Introduction Chronic low grade systemic inflammation is well described in stable COPD and may affect exercise tolerance in this population (Broekhuizen et al, 2006). Some studies investigating the systemic inflammatory (SI) response to exercise in COPD have reported increased cytokine responses to exercise in COPD patients (Rabinovich et al, 2003) and all have used protocols where the individual patient and healthy comparator perform exercise at a percentage of their own maximal oxygen consumption or muscle strength. This inevitably leads to discrepancies in exercise duration and absolute intensity between COPD and healthy groups, meaning we are unable to determine the effect of COPD on the exercise-induced cytokine response. We hypothesised that COPD patients would have an enhanced systemic inflammatory response compared with healthy comparators completing an identical walking protocol.

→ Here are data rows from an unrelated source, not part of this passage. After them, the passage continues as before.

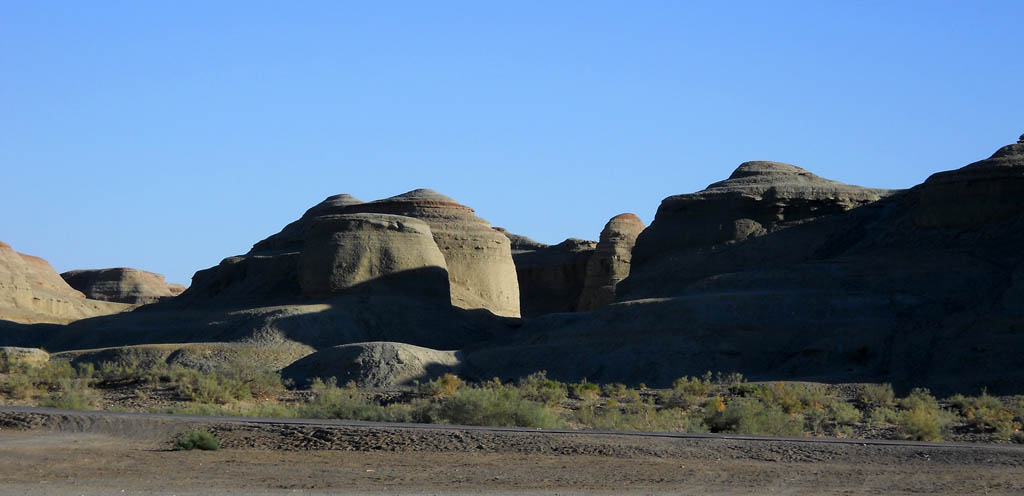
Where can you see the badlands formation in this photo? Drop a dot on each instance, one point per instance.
(774, 273)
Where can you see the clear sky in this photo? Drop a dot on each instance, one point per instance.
(168, 135)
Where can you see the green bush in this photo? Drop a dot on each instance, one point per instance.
(920, 399)
(504, 407)
(199, 440)
(791, 398)
(879, 395)
(329, 401)
(539, 387)
(744, 415)
(883, 415)
(585, 390)
(613, 390)
(842, 412)
(444, 385)
(687, 393)
(985, 412)
(81, 399)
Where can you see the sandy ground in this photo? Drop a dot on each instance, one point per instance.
(69, 457)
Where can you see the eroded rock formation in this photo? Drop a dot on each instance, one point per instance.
(610, 261)
(551, 278)
(122, 285)
(372, 252)
(31, 291)
(479, 259)
(375, 365)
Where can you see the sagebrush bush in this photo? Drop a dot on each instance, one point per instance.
(80, 399)
(504, 407)
(878, 395)
(585, 390)
(923, 423)
(444, 385)
(745, 415)
(539, 387)
(199, 440)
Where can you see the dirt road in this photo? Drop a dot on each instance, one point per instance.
(89, 453)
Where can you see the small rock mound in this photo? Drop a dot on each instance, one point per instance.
(31, 291)
(370, 251)
(121, 285)
(479, 259)
(27, 356)
(551, 278)
(379, 365)
(610, 261)
(292, 237)
(987, 191)
(757, 199)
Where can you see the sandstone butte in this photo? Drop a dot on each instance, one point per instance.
(610, 262)
(774, 272)
(122, 285)
(31, 291)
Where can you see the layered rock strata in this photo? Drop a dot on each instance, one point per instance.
(31, 291)
(551, 278)
(987, 191)
(375, 365)
(122, 285)
(479, 259)
(610, 261)
(372, 252)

Method 16 clinically stable COPD patients (5M: 11F) completed one treadmill endurance walking test at 85% VO2max until volitional exhaustion. Following this 16 age, sex-matched healthy participants completed identical walking protocols (speed, distance, duration) to that achieved by the 16 COPD patients. The concentration of systemic inflammatory markers (CRP, IL-6, TNF-α, IL-17) were analysed from venous blood taken at rest and post-walk. The exercise induced CRP and cytokine response was evaluated within groups using paired t tests or Wilcoxon sign tests. Comparison of the cytokine response data between groups was analysed using Wilcoxon sign tests.
Results Results are presented as median (25th, 75th percentile) or mean change (95% CI). Baseline concentrations of the systemic inflammatory markers were not significantly different between the COPD (FEV1 50 (38 to 87) %) and healthy participants (Abstract S30 table 1). IL-6 increased significantly post-walk in the COPD group (0.25 (95% CI 0.49 to 0.008) but not in the healthy participants. TNF-α, IL-17 and CRP were not significantly increased with exercise in either group. No significant differences were found between groups for the change (pre- to post-walk) in any inflammatory markers (CRP: p=0.07; IL-6: p=0.51; TNF-α: p=0.22; IL-17: p=0.44).
Conclusion Despite a significant increase in IL-6, the magnitude of the systemic inflammatory response to matched absolute workloads in COPD patients is not greater than in healthy comparators.